Mais tarde, o analista de guerra de informação Tal Hagin desmentiu a alegação, sublinhando que se tratava de uma imagem do Google Earth de 2 de fevereiro de 2025, manipulada por IA.

«Uma forma de perceber isso é que todos os carros ficaram exatamente no mesmo sítio», observou Hagin na sua publicação no X.

Fontes ligadas ao Estado iraniano divulgaram também um vídeo que alegadamente mostrava um caça abatido sobre Teerão em 4 de março. Vários canais do Telegram próximos dos Guardas da Revolução Islâmica (IRGC) chegaram a celebrar o vídeo como prova de que o Irão tinha abatido um F-15 norte-americano.

Mais tarde, a força aérea israelita afirmou que as imagens mostravam, na realidade, um F-35 a abater um Yak-130 iraniano sobre Teerão.

A agência semi-oficial iraniana Mehr noticiou ainda que quatro mísseis balísticos iranianos tinham atingido o porta-aviões USS Abraham Lincoln, citando um comunicado dos Guardas da Revolução.

O Comando Central norte-americano esclareceu, porém, a 1 de março, que o Lincoln não foi atingido e que os mísseis nem sequer se aproximaram.

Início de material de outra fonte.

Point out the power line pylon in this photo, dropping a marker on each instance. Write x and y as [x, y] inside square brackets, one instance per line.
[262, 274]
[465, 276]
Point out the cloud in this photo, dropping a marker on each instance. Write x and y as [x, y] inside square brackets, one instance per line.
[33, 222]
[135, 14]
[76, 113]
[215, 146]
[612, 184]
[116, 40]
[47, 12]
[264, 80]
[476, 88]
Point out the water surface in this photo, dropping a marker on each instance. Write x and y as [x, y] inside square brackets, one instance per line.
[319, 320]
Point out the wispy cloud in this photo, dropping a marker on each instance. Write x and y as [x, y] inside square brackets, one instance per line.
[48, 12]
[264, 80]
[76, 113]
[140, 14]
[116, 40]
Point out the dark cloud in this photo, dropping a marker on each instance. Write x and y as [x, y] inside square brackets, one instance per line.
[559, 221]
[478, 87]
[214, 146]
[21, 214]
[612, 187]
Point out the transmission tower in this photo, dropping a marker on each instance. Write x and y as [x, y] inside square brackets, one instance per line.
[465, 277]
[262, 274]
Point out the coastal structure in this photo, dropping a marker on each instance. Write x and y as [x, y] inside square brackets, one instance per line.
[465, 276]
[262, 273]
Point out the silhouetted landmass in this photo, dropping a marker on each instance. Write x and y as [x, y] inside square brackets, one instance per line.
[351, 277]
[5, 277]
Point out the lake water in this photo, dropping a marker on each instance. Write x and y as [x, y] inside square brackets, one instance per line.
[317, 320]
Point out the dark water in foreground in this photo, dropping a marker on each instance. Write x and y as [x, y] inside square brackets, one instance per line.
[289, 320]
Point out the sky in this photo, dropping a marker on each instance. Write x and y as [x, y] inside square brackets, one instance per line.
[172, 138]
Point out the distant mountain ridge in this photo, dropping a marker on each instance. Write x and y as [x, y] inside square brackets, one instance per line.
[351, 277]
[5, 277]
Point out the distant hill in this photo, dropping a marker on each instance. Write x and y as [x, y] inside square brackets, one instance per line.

De forma semelhante, um porta-voz dos Guardas da Revolução afirmou que 650 militares norte-americanos tinham sido mortos ou feridos nos dois primeiros dias do conflito, declaração divulgada pela agência iraniana Tasnim, próxima dos meios militares. O CENTCOM desmentiu, indicando que seis militares dos EUA tinham morrido na guerra com o Irão.

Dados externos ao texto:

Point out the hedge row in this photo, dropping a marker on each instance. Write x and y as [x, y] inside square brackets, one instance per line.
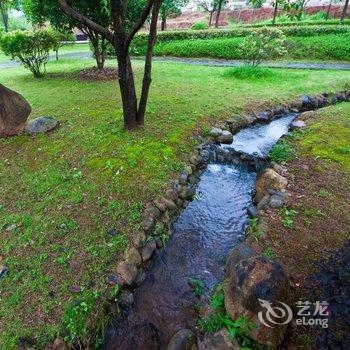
[140, 40]
[326, 47]
[301, 23]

Em alguns casos, as imagens de guerra foram retiradas de videojogos como Arma 3, segundo o site persa de verificação de factos Factnameh.

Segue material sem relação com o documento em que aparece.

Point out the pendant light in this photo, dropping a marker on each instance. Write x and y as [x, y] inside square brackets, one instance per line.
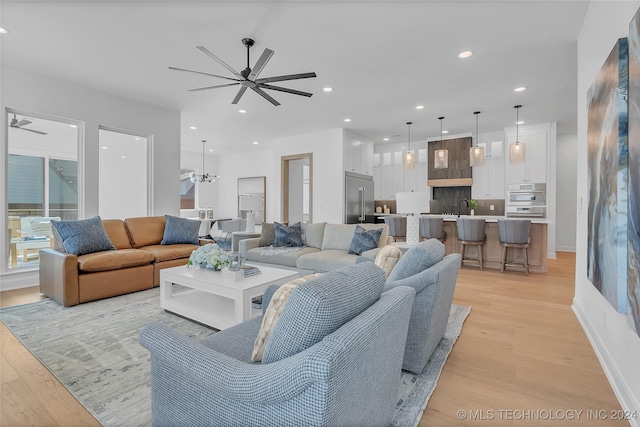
[476, 153]
[205, 177]
[409, 157]
[516, 150]
[441, 160]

Desinformação nas redes sociais

Entretanto, uma investigação recente da revista Wired (fonte em inglês) identificou centenas de publicações na plataforma X, de Elon Musk, a difundir conteúdos enganosos ou falsos sobre o conflito, incluindo imagens manipuladas por IA e relatos exagerados da dimensão dos ataques, muitos deles publicados poucos minutos após os lançamentos de mísseis.

Uma dessas publicações, vista mais de quatro milhões de vezes, dizia mostrar mísseis balísticos sobre o Dubai, mas na realidade exibia imagens de um ataque iraniano a Telavive em outubro de 2024. Outra, com mais de 375 mil visualizações, apresentava uma falsa imagem de antes e depois do complexo do falecido líder supremo iraniano Ali Hosseini Khamenei.

Como espalha o Irão desinformação

Uma das principais razões que permite aos meios de comunicação estatais iranianos e a fontes associadas disseminar desinformação é o bloqueio quase total do acesso dos cidadãos à internet imposto pelo governo.

A empresa de infraestrutura web Cloudflare descreveu a situação, a 28 de fevereiro, como uma «quase total suspensão», depois de o tráfego ter caído 98% face à semana anterior.

Com acesso muito limitado a meios de comunicação estrangeiros, muitos iranianos ficam dependentes da rádio e da televisão estatais para se informarem. Outras opções passam pela Rede Nacional de Informação, a internet doméstica controlada pelo Estado, ou pela aplicação de mensagens Bale, apoiada pelo regime.

Segundo a NewsGuard, estas fontes continuam, no entanto, a difundir um grande número de alegadas vitórias militares que não correspondem à realidade.

A NewsGuard referiu ainda que a Rússia tem explorado as falsidades difundidas pelo Irão para minar a Ucrânia e os seus aliados, alegando que mísseis iranianos destruíram bases militares ucranianas no Dubai.